Not every opera house feels the time is right to stage Russian historical dramas. The Polish National Opera was due to stage Boris Godunov, another brooding meditation on power by Mussorgsky, in March 2022, but cancelled the run after Russia's full-scale invasion of Ukraine. 'At times like these, opera is silent … Let our silence speak of our solidarity with the people of Ukraine,' Mariusz Treliński, the theatre's artistic director, said at the time.
The opera was again scheduled for the 2024-25 season but conditional on the war in Ukraine ending; as that did not happen, it was again removed, and a spokesperson for the theatre said it was 'hard to say if or when' the production would run.
But farther west in Europe, there have been fewer qualms about staging Russian works, further evidenced by news this week that Ralph Fiennes would direct Tchaikovsky's Eugene Onegin in Paris next year.
In June, the exiled Russian director Kirill Serebrennikov will stage Boris Godunov in Amsterdam. According to the website of the Dutch National Opera, he will 'incorporate his own experiences in Russia in this highly topical production'. Serebrennikov led one of Moscow's most successful theatres and mounted several opera productions at the Bolshoi before he was arrested in 2017, and spent nearly two years under house arrest before being freed.
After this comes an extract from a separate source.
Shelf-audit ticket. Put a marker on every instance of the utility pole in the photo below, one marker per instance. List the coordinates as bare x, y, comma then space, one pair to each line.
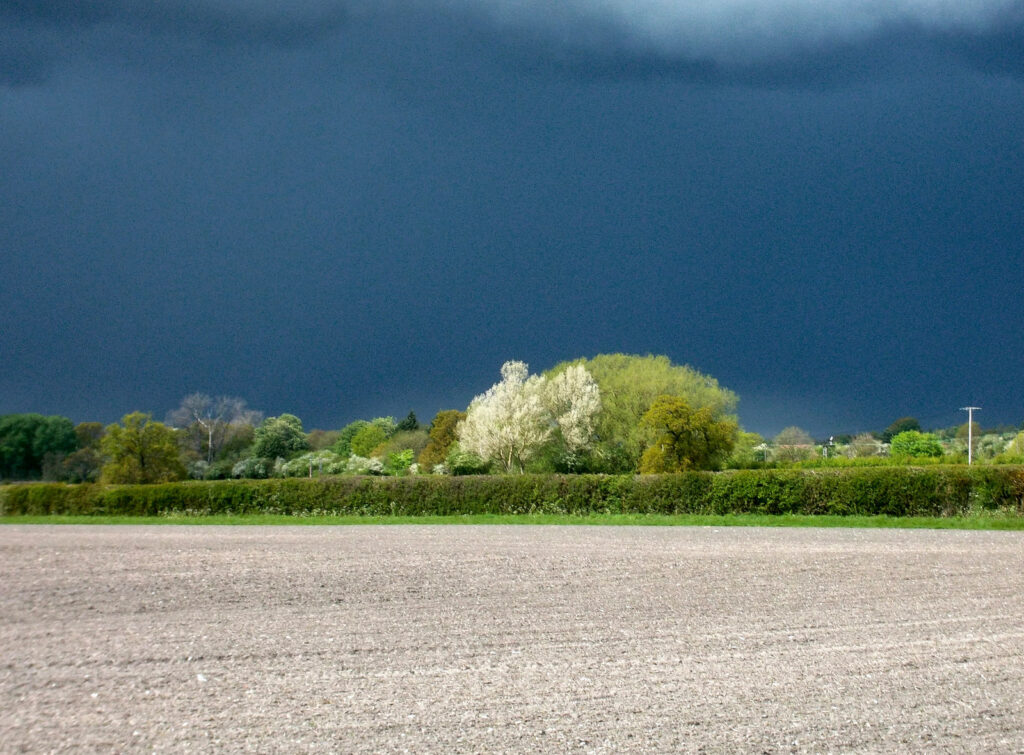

When it comes to Khovanshchina, which ends with the mass suicide of a religious sect by self-immolation, despite the firm Russian context there was also something more universal about the work, said McBurney. People were currently experiencing a 'perception of history', he said, and there was a sense in the air that we were on the brink of major change, just as there was when Mussorgsky was writing in the late 19th century.
'We are aware of a wave, and we don't quite know what form it's going to take, whether it's going to be a sudden acceleration of ecological disaster, or whether it's going to take the form of human violence, we don't know. But we do feel the wave, and in some sense that is why [the opera] is so resonant. You can feel the impending disaster,' he said.